The 'frontend' is an ambiguous concept in the context of Open Forms as a combination of software projects and associated code repositories. So, first, let's clear this up.
- The :ref:`developers_sdk_index` is responsible for the form rendering and interacting with the backend API.
- The design tokens package contains the design token definitions/values for the (default) theme. It is used by both the SDK and :ref:`Django backend <developers_backend_index>` for consistency in the UI/theme.
- The formio builder package is used by the Django backend, as part of the form designer user interface.
- The formio renderer package will replace formiojs/react-formio as the library used by the SDK.
So, this means we can identify the following first party repositories:
open-formulieren/open-forms
(backend)open-formulieren/open-forms-sdk
(SDK)
Which are supported by the following second party repositories:
open-formulieren/design-tokens
open-formulieren/formio-builder
open-formulieren/formio-renderer
We standardize using FormatJS to manage frontend translations across all projects and repositories. For React projects, this manifests as using the react-intl library. See :ref:`developers_i18n` for day-to-day programming usage.
This section dives deeper in the entire toolchain and conventions to make it all work together without too much friction.
All user-facing literals should support localization in a translator-friendly format. This means that you should not break up literals in individually translatable blocks, but instead treat them as an atomic unit. The reasoning for this is that different locales often have different sentence structures.
Libraries also need to declare their messages using FormattedMessage
,
intl.formatMessage
or equivalent constructs. Additionally, each library is
responsible for extracting its messages so that downstream libraries and projects can
incorporate them. They must distribute these message catalogs as part of the NPM package.
Projects are responsible for including the translations of libraries they use in the
final message catalog. Using the above library convention, this means that the FormatJS
CLI compile
command should include the
node_modules/@open-formulieren/*/i18n/message/{locale}.json
glob path.
Note
The https://github.com/open-formulieren/formio-builder repository acts as the reference for the best practices here.
Libraries must provide the necessary shell scripts to correctly extract messages:
bin/makemessages.sh
: script to extract messages from code for all supported localesbin/find_untranslated_messages.py
: script to assist in finding untranslated messagesnpm run compilemessages
: optional but recommended - script to compile the messages for react-intl
The convention for libraries is to distribute the (uncompiled) messages in the NPM
package.
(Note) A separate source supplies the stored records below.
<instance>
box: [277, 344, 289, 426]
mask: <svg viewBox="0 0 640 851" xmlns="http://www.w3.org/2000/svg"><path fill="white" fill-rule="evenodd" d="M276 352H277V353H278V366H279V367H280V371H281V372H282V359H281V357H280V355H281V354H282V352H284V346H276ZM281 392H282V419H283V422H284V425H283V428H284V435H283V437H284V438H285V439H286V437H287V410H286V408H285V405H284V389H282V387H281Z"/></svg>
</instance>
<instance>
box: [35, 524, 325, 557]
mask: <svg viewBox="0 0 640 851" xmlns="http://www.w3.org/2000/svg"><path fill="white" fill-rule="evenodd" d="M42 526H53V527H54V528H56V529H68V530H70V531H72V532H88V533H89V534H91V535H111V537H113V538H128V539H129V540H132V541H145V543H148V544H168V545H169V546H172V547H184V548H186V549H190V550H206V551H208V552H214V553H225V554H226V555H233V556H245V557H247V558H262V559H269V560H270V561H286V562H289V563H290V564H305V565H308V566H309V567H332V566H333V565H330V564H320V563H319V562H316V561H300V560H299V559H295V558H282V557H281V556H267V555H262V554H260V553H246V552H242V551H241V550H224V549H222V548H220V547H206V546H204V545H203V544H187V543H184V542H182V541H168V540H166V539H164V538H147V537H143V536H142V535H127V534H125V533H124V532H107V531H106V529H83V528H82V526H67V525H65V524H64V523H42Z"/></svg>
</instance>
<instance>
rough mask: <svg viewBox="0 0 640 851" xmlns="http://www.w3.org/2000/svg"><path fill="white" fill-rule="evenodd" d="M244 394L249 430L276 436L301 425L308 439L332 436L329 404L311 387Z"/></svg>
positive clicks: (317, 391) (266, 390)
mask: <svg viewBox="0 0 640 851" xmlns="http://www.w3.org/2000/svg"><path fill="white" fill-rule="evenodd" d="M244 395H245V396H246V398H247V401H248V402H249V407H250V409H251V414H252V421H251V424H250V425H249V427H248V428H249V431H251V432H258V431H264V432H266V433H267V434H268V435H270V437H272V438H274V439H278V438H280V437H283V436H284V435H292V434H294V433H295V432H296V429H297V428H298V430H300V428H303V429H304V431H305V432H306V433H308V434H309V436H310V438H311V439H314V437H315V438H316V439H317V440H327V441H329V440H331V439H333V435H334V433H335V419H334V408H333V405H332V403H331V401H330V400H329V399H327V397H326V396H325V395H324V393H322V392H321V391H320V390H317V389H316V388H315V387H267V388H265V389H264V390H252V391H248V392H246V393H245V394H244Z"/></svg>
The location must be i18n/messages/{locale}.json
. At the minimum, the en
and nl
locales must be supported.
Additionally, it's highly recommended to set up message compilation and use the react-intl storybook addon to test and verify translations in isolation.
Example package layout:
.
├─┬ i18n
│ ├─┬ compiled
│ │ ├── en.json
│ │ └── nl.json
│ └─┬ messages
│ ├── en.json
│ └── nl.json
└─┬ lib
├── cjs
└── esm
It's recommended that projects follow the same structure as libraries, but it's not required to change existing i18n structures.
Projects (backend, SDK) are able to compile in the messages from libraries when:
- the messages are distributed in the package
- the messages are in a predictable location (see convention above)
This is easiest achieved through a helper shell script, bin/compilemessages_js.sh
.
For reference, the backend script:
#!/bin/bash
#
# Usage, from the root of the repository:
#
# ./bin/compilemessages_js.sh
#
SUPPORTED_LOCALES=(
en
nl
)
for locale in "${SUPPORTED_LOCALES[@]}"; do
echo "Compiling messages for locale '$locale'"
npm run compilemessages -- \
--ast \
--out-file "src/openforms/js/compiled-lang/$locale.json" \
"src/openforms/js/lang/$locale.json" \
"node_modules/@open-formulieren/*/i18n/messages/$locale.json"
done
This script can handle current and future NPM packages published in the @open-formulieren namespace that comply with the package layout conventions.